Per gli Etf sintetici il rischio controparte è monitorato
Sono un piccolo risparmiatore che nell’ultimo decennio ha utilizzato gli Etf come principale strumento di investimento. Le ragioni di questa mia scelta risiedono nelle loro tanto decantate qualità: economicità, efficienza, liquidabilità, possibilità di ampia diversificazione, trasparenza (è abbastanza agevole reperire prospetti informativi sulle loro caratteristiche e composizione), e non per ultimo l’azzeramento del rischio emittente e del rischio gestore data l’autonomia patrimoniale. Ho letto che i gestori sono tenuti a depositare i singoli titoli o certificati che hanno il compito di replicare l’indice di riferimento presso una banca terza, e che in ogni caso i valori mobiliari rimangono di proprietà collettiva dei sottoscrittori. Fermo restando la struttura di tale procedimento (obbligatoriamente semplificata per ragioni di spazio), la mia domanda è: qual è l'organismo che effettua i controlli e che certifica la reale esistenza e congruità di questo patrimonio separato? Con che obblighi di frequenza? Alla fine viene emesso un report sull'esito del controllo accessibile a tutti? Fidarsi è bene…. Sapere è meglio.
Il lettore risulta molto informato ed è apprezzabile che conosca approfonditamente le caratteristiche degli strumenti che acquista, cosa tutt’altro che scontata.
«In merito alla domanda è necessario specificare, brevemente, come vi siano due metodologie attraverso cui gli Etf replicano gli indici di riferimento – spiega Marcello Rubiu di Norisk –. Se l’Etf acquista i titoli presenti nell’indice sottostante si parla di replica fisica, che può essere completa se il fondo detiene tutte l e componenti del benchmark con il loro peso relativo oppure ottimizzata/parziale se il fondo detiene solamente alcune delle azioni componenti l’indice; una volta creato questo portafoglio esso viene trasferito presso una banca depositaria che, a fronte di tale consegna, rilascia certificati rappresentativi dei titoli ricevuti che vengono poi negoziati sul mercato sotto forma di quote». Va sottolineato come la banca depositaria sia necessariamente diversa da quella emittente gli Etf e come sia sempre di elevata caratura.

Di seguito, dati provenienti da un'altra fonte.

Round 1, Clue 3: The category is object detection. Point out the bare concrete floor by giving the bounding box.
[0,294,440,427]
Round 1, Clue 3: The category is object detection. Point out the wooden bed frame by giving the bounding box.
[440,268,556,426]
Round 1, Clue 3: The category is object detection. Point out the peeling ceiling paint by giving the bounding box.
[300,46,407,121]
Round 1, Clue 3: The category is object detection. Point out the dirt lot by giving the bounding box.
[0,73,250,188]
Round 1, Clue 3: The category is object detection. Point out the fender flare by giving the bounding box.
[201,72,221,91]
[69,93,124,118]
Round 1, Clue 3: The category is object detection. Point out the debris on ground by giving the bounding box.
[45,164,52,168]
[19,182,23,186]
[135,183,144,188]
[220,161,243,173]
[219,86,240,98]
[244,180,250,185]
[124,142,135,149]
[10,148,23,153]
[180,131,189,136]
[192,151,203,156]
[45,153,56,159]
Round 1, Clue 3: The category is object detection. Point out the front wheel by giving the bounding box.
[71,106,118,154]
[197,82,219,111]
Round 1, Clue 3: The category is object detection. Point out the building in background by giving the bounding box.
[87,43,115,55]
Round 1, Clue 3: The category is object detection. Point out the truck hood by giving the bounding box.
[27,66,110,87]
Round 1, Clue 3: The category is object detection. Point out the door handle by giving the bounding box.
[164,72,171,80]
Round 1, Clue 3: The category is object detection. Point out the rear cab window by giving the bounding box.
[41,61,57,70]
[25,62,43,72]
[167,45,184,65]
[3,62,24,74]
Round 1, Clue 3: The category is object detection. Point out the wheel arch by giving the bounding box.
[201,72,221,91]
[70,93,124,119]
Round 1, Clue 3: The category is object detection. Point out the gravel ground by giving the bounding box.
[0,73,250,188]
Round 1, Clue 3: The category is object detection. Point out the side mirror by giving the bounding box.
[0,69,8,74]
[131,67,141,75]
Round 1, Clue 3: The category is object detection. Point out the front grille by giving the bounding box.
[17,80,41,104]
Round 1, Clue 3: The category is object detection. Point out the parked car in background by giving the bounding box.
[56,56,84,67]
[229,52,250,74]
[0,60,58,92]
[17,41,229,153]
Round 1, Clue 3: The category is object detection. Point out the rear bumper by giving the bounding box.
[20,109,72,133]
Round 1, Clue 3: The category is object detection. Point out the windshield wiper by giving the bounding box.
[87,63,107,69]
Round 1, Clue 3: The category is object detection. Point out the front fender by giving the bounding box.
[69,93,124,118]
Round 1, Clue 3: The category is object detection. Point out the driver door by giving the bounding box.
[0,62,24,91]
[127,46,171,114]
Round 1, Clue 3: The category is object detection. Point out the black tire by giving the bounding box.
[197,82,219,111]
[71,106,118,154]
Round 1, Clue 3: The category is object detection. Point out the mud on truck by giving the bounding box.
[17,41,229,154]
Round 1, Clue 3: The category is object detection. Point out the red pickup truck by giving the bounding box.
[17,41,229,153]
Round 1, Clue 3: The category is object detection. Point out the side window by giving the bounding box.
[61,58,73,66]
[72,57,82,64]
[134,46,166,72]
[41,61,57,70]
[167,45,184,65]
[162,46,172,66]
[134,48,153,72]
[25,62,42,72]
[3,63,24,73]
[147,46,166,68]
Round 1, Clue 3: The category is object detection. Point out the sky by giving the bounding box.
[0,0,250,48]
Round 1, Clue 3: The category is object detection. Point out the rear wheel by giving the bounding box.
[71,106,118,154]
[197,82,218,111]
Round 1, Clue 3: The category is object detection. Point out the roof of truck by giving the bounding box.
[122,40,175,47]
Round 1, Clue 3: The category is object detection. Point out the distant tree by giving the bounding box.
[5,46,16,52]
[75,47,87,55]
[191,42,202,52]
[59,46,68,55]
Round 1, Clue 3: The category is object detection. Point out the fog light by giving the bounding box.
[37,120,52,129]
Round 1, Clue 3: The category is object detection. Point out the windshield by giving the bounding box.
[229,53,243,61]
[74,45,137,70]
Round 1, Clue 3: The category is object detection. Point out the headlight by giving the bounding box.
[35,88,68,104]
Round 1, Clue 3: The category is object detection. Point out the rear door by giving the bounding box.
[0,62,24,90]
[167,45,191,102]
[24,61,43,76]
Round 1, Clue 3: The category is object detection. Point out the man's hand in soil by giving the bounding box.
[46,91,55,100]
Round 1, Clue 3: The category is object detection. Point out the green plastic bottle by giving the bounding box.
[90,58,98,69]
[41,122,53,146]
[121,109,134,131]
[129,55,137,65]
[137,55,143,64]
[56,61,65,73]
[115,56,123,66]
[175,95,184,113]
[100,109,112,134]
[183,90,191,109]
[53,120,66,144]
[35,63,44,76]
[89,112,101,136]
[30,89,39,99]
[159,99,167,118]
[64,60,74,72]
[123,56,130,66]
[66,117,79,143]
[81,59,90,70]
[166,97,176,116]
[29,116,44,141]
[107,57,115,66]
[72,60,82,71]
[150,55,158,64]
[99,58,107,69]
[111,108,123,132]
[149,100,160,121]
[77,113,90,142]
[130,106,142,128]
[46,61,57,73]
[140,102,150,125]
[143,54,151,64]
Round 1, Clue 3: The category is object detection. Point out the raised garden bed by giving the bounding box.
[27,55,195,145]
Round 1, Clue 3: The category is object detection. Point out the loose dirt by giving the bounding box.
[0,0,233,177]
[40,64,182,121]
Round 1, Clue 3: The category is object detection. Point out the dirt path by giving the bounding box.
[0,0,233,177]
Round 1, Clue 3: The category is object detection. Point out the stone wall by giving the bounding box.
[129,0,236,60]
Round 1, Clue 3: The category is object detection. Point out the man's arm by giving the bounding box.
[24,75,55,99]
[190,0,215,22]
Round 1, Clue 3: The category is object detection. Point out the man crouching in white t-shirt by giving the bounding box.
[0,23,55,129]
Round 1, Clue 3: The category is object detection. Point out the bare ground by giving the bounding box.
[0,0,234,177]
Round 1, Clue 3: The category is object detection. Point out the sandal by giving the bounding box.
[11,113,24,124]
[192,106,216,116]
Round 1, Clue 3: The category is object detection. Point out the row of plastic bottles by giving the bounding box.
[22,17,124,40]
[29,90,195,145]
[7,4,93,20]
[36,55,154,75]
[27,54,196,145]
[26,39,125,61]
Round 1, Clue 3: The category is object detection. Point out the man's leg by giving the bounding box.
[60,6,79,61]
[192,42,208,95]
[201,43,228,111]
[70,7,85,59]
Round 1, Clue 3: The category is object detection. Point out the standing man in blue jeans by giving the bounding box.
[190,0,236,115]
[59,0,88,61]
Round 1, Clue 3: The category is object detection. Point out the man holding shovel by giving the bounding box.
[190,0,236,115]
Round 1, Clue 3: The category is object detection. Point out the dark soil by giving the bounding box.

Se invece l’Etf utilizza contratti derivati per ottenere il rendimento del benchmark si parla di replica sintetica o indiretta; tali contratti, definiti swap, consentono a due parti, una delle quali è generalmente una banca di investimento, di scambiare un flusso finanziario con un altro. Gli Etf swap-based possiedono, quindi, un’esposizione nei confronti della controparte, la cui inadempienza causerebbe perdita del capitale. «Tali fondi però, hanno diverse protezioni contro il rischio di fallimento della controparte – spiega Rubiu –: il rischio di controparte è limitato al 10% per controparte, l a maggior parte degli emittenti di Etf detiene attività collaterali solitamente superiori al valore patrimoniale netto del fondo e, infine, per diversificare la loro esposizione spesso attuano contratti swap con più controparti».
Il rischio principale di un investimento in Etf risulta pertanto quello di mercato, derivante dall’indice sottostante, mentre il rischio di controparte risulta monitorato, anche tramite i controlli delle società di revisione, e marginale.
L’organismo responsabile del controllo del mercato finanziario europeo è l’Esma sul cui sito è possibile visualizzare il documento “Orientamenti per le autorità competenti e le società di gestione di Oicvm”, che definisce le linee guida per le autorità competenti e i partecipanti al mercato. Non vengono pubblicati report specifici sugli esiti dei controlli sui singoli strumenti ma la presenza nel nome di uno strumento della dicitura “Ucits Etf” significa che esso rispetta la direttiva Ucits e supera, pertanto, i controlli dell’organismo di vigilanza.